Details We Know About Donald Rumsfeld's Death

Donald Rumsfeld, the former Secretary of Defense, has died just days before his 89th birthday, per CNN. Although a cause of death has yet to be provided, the Rumsfeld family released a statement on June 30. "It is with deep sadness that we share the news of the passing of Donald Rumsfeld, an American statesman and devoted husband, father, grandfather and great grandfather," the statement read. "History may remember him for his extraordinary accomplishments over six decades of public service, but for those who knew him best and whose lives were forever changed as a result, we will remember his unwavering love for his wife Joyce, his family and friends, and the integrity he brought to a life dedicated to country." The politician's family also confirmed that Rumsfeld was surrounded by family "in his beloved Taos, New Mexico" at the time of his death. 

As the "architect of the Iraq War" (per USA Today), he leaves a controversial legacy behind. 

During his time in the Pentagon, Donald Rumsfeld oversaw the war on terror

When he served under President George W. Bush, Donald Rumsfeld championed the administration's "war on terror," per BBC. He was a key decision maker in launching the campaign in Afghanistan following the 9/11 terrorist attacks, and he also pushed for the US invasion of Iraq in 2003. During that time, he famously argued that Iraqi weapons of mass destruction posed a threat to the rest of the world, despite no such weapons ever being located.

In 2006, Rumsfeld resigned amid the turmoil in the Middle East and was replaced by then-CIA director Robert Gates (via CNBC).

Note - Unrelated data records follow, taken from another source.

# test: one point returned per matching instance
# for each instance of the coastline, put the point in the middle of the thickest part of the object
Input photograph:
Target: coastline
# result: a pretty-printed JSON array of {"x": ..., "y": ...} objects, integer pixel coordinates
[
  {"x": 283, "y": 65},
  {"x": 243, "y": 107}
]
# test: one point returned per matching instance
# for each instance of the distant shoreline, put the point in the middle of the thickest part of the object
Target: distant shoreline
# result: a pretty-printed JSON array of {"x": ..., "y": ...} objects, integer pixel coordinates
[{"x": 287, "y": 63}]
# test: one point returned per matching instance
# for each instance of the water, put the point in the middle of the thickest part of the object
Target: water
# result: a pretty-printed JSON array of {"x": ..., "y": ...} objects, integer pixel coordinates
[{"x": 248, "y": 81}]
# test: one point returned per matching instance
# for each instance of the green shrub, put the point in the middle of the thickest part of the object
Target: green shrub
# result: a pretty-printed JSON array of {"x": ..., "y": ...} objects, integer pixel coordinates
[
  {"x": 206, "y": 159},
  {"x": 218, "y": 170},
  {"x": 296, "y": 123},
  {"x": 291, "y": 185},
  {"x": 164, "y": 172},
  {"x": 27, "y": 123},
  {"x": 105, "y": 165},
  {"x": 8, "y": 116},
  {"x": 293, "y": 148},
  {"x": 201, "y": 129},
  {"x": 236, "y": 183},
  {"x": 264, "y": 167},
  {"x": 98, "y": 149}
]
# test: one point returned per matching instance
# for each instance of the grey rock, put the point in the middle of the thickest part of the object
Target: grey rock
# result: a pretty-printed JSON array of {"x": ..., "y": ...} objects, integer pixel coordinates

Even after stepping down, he repeatedly defended the decisions he made during his time in the White House and Pentagon. Prior to his time under the Bush administration, Rumsfeld served in Gerald Ford's administration as the chief of staff. During Ford's presidency, Rumsfeld became the youngest person ever to become the Secretary of Defense — the leader of the country's biggest federal agency.